Ходуновъ услыхалъ и поблѣднѣлъ. Онъ уже зналъ, что надъ управой собираются мрачныя тучи и какъ разъ съ такой стороны, откуда онъ всего менѣе ожидалъ, — со стороны ревизіонной коммиссіи. Въ первые два дня все шло отлично: повѣрка кассы, осмотръ больницы и другихъ заведеній дали прекраснѣйшіе результаты. Князь Палицынъ съ Тряпичниковымъ и съ бухгалтеромъ управы неутомимо щелкали на счетахъ, повѣряя итоги и искренно воображая, что дѣлаютъ серьезное дѣло; итоги, разумѣется, вездѣ оказывались вѣрными.
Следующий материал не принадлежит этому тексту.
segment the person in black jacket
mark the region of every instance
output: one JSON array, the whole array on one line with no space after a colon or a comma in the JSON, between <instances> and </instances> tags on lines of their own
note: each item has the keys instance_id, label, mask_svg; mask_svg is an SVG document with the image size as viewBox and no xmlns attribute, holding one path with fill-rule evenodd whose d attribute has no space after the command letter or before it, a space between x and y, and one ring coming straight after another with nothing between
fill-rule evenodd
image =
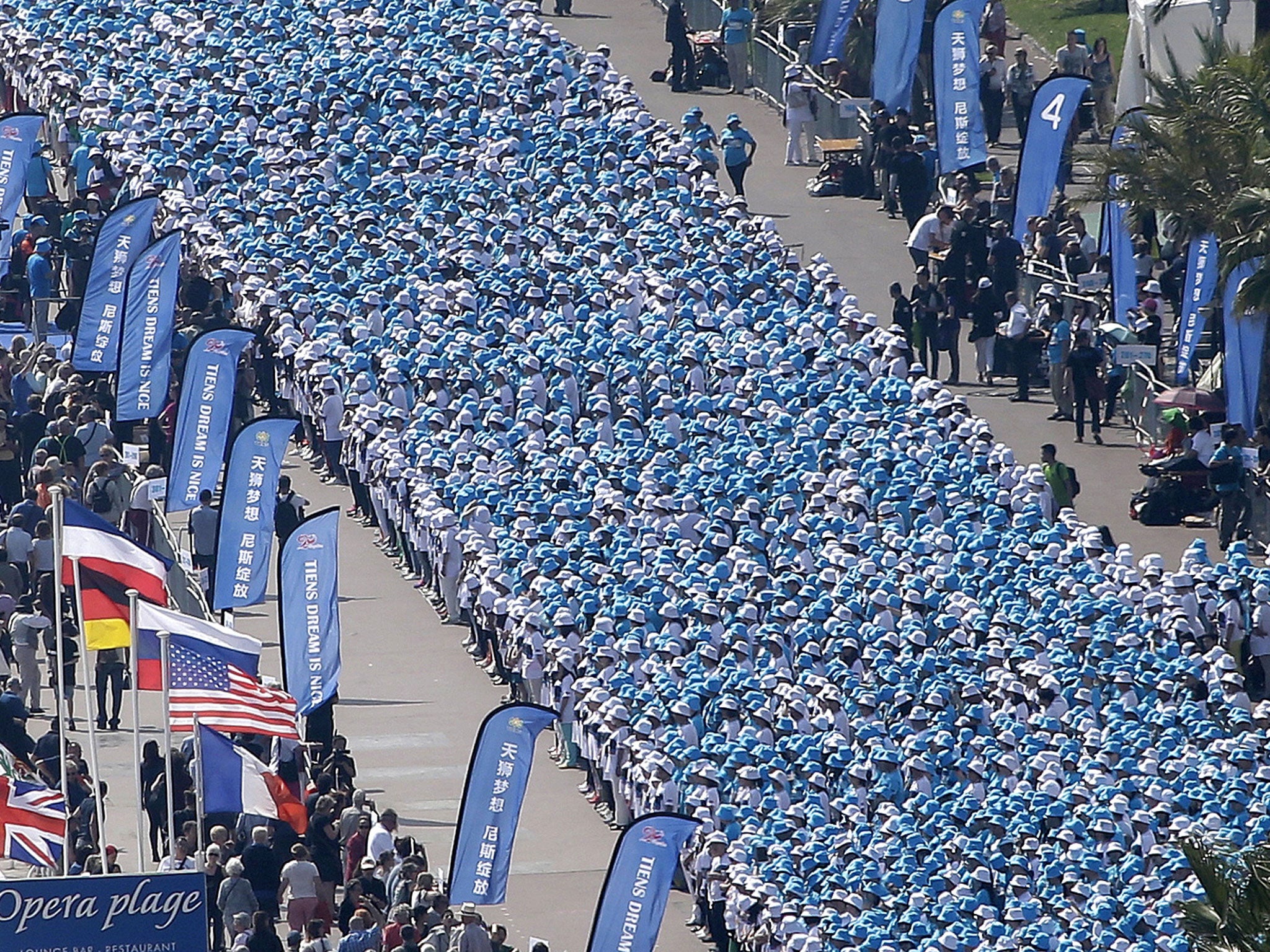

— Копѣйка въ копѣйку! — восхищался Тряпичниковъ. — У насъ съ вами, ваше сіятельство, одна полушка мѣдная не прокрадется.

Князь самодовольно улыбался, ставилъ внизу страницы значокъ краснымъ карандашомъ и съ неослабнымъ усердіемъ продолжалъ доискиваться, не ошибся ли гдѣ бухгалтеръ. Не такъ гладко сходила повѣрка подъотчетныхъ хозяйственныхъ книжекъ, за которую взялись. Кондоровъ и Размазовъ. Тутъ встрѣчались шероховатости вродѣ израсходованія слишкомъ большаго количества мыла, дорогой покупки масла и т. под.; но все это были мелочи и на все имѣлись оправдательные документы. Попадались кое-гдѣ передержки, но опять-таки очень ничтожныя; нашлись и курьезы, какъ, напримѣръ, покупка туалетнаго уксуса и духовъ для больницы, только сумма, израсходованная на это, была такъ незначительна, что возбудила только смѣхъ.

— Должно быть, фельдшеръ дамѣ сердца преподнесъ, — улыбнулся Размазовъ.

— Это онъ могъ бы на свой счетъ сдѣлать, — отвѣтилъ Кондоровъ, — а управа не должна бы принимать такихъ расходовъ, не то на будущій годъ имъ шляпку запишутъ въ реестръ медикаментовъ.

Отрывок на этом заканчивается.